A practical method is developed for calculating the distribution of scalar fields in axially symmetric systems. To obtain a complete solution a knowledge of the potential distribution along a cylinder of constant radius is required; in many cases the distribution along the cylinder can be estimated with sufficient accuracy by an inspection of the electrode configuration. The solution is first obtained in the form of an integral. This is evaluated for the class of boundary potential functions of the form $$V_n\text{(1, z)=}\begin{array}{cc}{z}^n,& \text{z>0}\\ \text{0,}& \text{z<0.}\end{array}$$ In this expression, V_n(1, z) is the potential along a cylinder of unit radius, z is measured along the axis of the cylinder, and n is a positive integer (zero included).

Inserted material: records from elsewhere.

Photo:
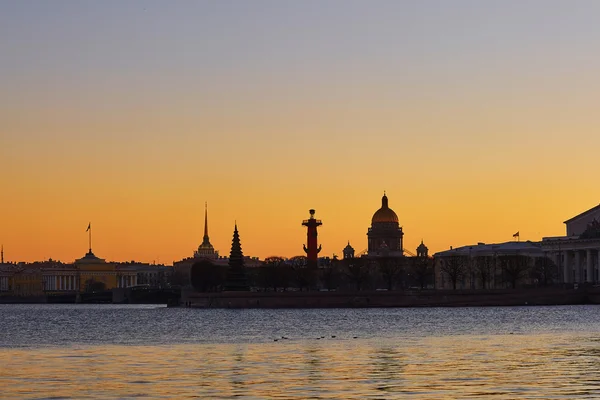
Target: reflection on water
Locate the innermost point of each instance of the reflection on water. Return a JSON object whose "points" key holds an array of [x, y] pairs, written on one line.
{"points": [[547, 359]]}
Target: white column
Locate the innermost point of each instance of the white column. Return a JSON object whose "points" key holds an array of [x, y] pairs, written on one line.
{"points": [[588, 266], [578, 277], [567, 268], [598, 266]]}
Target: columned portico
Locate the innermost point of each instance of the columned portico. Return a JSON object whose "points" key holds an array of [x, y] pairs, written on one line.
{"points": [[597, 277], [567, 267], [577, 268]]}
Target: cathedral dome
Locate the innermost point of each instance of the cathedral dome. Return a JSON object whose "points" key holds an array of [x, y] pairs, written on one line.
{"points": [[384, 214]]}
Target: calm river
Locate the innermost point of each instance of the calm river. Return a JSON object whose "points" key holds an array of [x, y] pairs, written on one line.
{"points": [[114, 351]]}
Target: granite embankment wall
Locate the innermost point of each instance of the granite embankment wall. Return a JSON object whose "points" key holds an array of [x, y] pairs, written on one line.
{"points": [[424, 298]]}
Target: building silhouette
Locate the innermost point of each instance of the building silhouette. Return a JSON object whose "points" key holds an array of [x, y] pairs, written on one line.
{"points": [[385, 234]]}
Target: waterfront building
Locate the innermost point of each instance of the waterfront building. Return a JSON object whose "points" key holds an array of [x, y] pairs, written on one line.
{"points": [[484, 266], [385, 234], [577, 254]]}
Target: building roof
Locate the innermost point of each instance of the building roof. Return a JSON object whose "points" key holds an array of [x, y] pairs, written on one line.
{"points": [[583, 214], [384, 214], [482, 249]]}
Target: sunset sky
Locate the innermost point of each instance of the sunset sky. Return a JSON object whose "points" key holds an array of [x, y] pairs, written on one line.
{"points": [[478, 118]]}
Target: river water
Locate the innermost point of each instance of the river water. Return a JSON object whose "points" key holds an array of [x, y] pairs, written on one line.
{"points": [[129, 351]]}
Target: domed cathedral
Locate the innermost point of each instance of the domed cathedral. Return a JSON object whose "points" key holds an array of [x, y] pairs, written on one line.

Numerical values are given in tabular form for the cases n=0, 1, 2 and 3. It is then shown how the solution for the above boundary potential functions can be used to obtain the solution for an arbitrary distribution of potential along a cylinder of constant radius. In particular, the potential distribution of a simple electron lens consisting of two coaxial cylindrical electrodes of equal diameters is expressed in terms of the tabulated functions. The calculated equipotential lines for one such case are compared graphically with a plot made in an electrolytic plotting tank. The comparison between the calculated and experimental results is quite favorable.